Would the old estrangement never leave him? Paul was wondering. Even here? Even now, in the moment when the towers of Darkness fell? Would he always feel this way?

And the answer that came back to him within his mind was in the form of another question: What right had he even to ask?

He was alive by sufferance of Mórnir. He had gone to the Summer Tree to die, named surrogate by the old King, Ailell. Who had told him about the price of power during a chess game that seemed centuries ago.

He had gone to die but had been sent back. He was still alive: Twiceborn. He was Lord of the Summer Tree, and there was a price to power. He was marked, named to be apart. And in this moment, while all around him quiet joy and quiet sorrow melded with each other, Paul was vibrating with the presence of his power in a way he never had before.

There was another thing left to happen. Something was coming. Not the war; Kim had been right about that, as she had been right about so many things. His was not a power of war, it never had been. He had been trying hard to make it so, to find a way to use it, channel it into battle. But from the very beginning what he’d had was a strength of resistance, of opposition, denial of the Dark. He was a defense, not a weapon of attack. He was the symbol of the God, an affirmation of life in his very existence, his being alive.

He had not felt the cold of Maugrim’s winter, walking coatless in a wild night. Later, his had been the warning of the Soulmonger at sea, the cry that had brought Liranan to their defense. And then again, a second time, to save their lives upon the rocks of the Anor’s bay. He was the presence of life, the sap of the Summer Tree rising from the green earth to drink the rain of the sky and greet the sun.

And within him now, with the war over, Maugrim dead, the sap was beginning to run. There was a trembling in his hands, an awareness of growth, of something building, deep and very strong. The pulsebeat of the God, which was his own.

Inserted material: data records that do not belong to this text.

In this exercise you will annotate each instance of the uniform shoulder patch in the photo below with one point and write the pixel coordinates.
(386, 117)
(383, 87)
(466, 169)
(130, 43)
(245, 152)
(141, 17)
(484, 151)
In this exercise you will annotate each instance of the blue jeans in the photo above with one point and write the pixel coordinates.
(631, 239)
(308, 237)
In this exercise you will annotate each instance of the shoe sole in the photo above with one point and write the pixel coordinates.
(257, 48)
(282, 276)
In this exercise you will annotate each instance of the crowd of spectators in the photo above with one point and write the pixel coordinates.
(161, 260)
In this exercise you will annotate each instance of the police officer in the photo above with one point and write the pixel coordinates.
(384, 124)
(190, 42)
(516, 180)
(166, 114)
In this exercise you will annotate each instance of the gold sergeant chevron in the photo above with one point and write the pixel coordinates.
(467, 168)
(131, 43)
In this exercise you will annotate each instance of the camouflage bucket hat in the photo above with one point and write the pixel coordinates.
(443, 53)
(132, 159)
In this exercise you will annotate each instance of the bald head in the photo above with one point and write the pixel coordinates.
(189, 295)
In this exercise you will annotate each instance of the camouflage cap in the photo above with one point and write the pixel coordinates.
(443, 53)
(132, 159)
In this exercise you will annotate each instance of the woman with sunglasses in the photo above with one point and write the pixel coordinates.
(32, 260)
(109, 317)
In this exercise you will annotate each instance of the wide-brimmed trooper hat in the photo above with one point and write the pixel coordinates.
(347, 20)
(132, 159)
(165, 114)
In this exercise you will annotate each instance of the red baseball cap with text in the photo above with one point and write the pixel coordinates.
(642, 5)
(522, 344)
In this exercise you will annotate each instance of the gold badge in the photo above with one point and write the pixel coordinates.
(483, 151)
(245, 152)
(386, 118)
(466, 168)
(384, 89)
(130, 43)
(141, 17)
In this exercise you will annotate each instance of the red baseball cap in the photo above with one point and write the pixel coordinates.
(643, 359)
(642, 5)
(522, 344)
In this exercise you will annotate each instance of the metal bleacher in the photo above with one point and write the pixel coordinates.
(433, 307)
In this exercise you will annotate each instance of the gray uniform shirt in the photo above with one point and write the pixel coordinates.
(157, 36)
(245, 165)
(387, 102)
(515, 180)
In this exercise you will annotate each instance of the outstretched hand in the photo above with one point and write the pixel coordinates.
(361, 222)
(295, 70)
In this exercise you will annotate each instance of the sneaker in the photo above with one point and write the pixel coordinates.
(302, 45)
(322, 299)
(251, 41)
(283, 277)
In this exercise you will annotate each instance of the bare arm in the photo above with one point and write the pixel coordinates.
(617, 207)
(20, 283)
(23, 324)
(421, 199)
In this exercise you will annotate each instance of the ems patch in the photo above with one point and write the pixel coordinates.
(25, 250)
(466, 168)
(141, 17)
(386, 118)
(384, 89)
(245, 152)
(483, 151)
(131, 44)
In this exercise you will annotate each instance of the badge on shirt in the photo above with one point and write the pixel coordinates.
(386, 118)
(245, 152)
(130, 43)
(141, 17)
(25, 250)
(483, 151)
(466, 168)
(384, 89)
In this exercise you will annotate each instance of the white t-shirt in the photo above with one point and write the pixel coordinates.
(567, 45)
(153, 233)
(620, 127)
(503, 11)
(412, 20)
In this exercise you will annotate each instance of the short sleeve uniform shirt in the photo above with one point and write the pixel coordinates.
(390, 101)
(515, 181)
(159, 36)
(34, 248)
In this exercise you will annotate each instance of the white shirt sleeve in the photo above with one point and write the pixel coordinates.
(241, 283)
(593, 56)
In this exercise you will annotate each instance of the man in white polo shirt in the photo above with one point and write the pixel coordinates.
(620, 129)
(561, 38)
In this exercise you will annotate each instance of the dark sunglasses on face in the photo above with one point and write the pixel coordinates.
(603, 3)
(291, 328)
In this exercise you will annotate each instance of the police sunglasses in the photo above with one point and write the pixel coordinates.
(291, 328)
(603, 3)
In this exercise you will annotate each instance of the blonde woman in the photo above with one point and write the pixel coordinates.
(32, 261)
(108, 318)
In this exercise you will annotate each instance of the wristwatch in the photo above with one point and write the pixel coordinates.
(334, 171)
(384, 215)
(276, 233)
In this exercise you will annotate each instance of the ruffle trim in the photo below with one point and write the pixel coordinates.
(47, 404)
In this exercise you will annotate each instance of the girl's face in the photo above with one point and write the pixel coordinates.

He looked down on the quiet plain. To the north and west, Aileron the High King was riding back, with Arthur on one side and Lancelot on the other. The setting sun was behind the three of them, and there were coronas of light in their hair.

These were the figures of battle, Paul thought: the warriors in the service of Macha and Nemain, the goddesses of war. Just as Kimberly had been, with the summoning Baelrath on her hand, as Tabor and his shining mount had been, his gift of Dana born of the red full moon. As even Dave Martyniuk was, with his towering passion in battle, with Ceinwen’s gift at his side.

Ceinwen’s gift.

Paul was quick. All his life he had had an intuitive ability to make connections that others would never even see. He was turning, even as the thought flared in his mind like a brand. He was turning, looking for Dave, a cry forming on his lips. He was almost, almost in time.